La seconda parte della Sezione 3 indaga la quantità di supporto formale che l’intervistato reputa sia necessario per la persona anziana, utilizzando gli stessi esempi riportati nella I parte della Sezione 3. Questa seconda parte indica l’eventuale presenza di bisogni sottostimati o non riconosciuti, poiché permette di rilevare un deficit nel sostegno formale nel caso in cui la quantità di aiuto ricevuto (I parte) è minore rispetto all’aiuto di cui la persona necessita (II parte) oppure un eccessivo supporto formale nel caso in cui la persona riceva molto aiuto da parte dei Servizi Locali (I parte) a fronte di necessità minori (II parte).

 

 

Sezione 4

I parte

Questa Sezione indaga l’adeguata tipologia di aiuto ricevuto per la risoluzione del problema. La risposta a questa domanda dovrebbe essere in linea con le risposte date alle precedenti Sezioni, specialmente alla Sezione1. In ogni caso, qualora ci fossero dubbi, sarebbe necessario indagare in modo più specifico.

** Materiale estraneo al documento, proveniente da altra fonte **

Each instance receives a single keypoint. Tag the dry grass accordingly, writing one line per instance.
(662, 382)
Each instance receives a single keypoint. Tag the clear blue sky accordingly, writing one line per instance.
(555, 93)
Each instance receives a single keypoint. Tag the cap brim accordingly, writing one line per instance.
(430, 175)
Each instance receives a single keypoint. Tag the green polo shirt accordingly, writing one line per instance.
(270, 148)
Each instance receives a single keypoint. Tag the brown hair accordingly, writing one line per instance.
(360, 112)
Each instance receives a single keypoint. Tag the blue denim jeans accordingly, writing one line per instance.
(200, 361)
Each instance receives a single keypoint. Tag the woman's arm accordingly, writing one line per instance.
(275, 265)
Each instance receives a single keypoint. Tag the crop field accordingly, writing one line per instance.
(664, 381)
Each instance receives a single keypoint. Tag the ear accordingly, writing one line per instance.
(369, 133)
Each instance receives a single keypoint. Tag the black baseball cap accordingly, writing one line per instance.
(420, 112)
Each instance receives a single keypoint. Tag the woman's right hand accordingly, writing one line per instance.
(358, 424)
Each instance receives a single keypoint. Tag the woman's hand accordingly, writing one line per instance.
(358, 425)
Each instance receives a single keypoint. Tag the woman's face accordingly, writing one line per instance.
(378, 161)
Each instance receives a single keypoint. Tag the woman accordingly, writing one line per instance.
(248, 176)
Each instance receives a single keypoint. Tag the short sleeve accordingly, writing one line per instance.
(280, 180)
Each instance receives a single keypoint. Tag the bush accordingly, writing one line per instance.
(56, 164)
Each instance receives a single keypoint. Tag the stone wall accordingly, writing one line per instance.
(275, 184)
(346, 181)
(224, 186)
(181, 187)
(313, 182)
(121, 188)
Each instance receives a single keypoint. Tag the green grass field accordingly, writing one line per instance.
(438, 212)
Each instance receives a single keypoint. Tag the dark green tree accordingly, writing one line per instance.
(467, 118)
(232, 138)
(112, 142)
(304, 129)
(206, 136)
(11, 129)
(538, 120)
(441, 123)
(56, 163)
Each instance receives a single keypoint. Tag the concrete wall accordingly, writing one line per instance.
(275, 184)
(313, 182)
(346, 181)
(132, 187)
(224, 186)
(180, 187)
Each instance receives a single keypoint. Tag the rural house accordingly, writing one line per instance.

Come sottolineato in precedenza, anche questa Sezione permette di evidenziare un’eccessiva erogazione di aiuto, nel caso in cui l’intervistato dichiari che l’anziano sta ricevendo più aiuto di quanto realmente necessiti.

II parte

La seconda domanda della Sezione 4 è posta esclusivamente alla persona anziana ed indaga il grado di soddisfazione per l’assistenza ricevuta. Anche in questo caso la risposta dovrebbe scaturire ed essere in linea con quelle date in precedenza.

 

 

Sezione 5

Questa Sezione è utile per annotare eventuali dettagli personali (utili ai fini della valutazione) ed elementi aggiuntivi riguardo l’aiuto che l’anziano riceve e/o richiede (in particolare per quanto riguarda la natura dei bisogni insoddisfatti identificati), allo scopo di poter formulare possibili piani di intervento. In questa Sezione possono esser annotati i problemi riguardanti gli interventi o i programmi di cura attuali e possono essere indicati i progetti in corso. Per documentare la fonte da cui proviene l’informazione si utilizzano i codici "U" = utente, "F" = familiare, "O" = operatore, "V" = valutatore/professionista. Inoltre in questa Sezione possono essere annotate le prospettive, le aspettative e le risorse personali, oltre a informazioni sulla religione e sulla cultura del soggetto. Queste notizie potrebbero essere molto importanti per la programmazione di piani di cura individualizzati.

 

 

Punteggio

E’ importante sottolineare che il punteggio è un aspetto secondario della CAN-Elderly, poiché il suo primo proposito è quello di individuare l’eventuale presenza di bisogni insoddisfatti. Il punteggio totale della CAN-Elderly si basa sui punteggi assegnati alla Sezione 1 di ciascuna delle 24 aree. Le due aree (A e B) relative ai bisogni del caregiver non vengono aggiunte al punteggio totale. Viene sommato il numero totale dei bisogni soddisfatti (valutati col punteggio 1 nella Sezione 1) su un massimo di 24. Viene sommato il numero totale dei bisogni insoddisfatti (valutati col punteggio 2 nella Sezione 1) su un massimo di 24. Infine viene sommato il numero totale dei bisogni identificati (valutati con i punteggi 1 e 2 nella Sezione 1) su un massimo di 24. Il valutatore (sia esso un clinico o un ricercatore) basa la propria valutazione su tutte le informazioni raccolte durante l’intervista.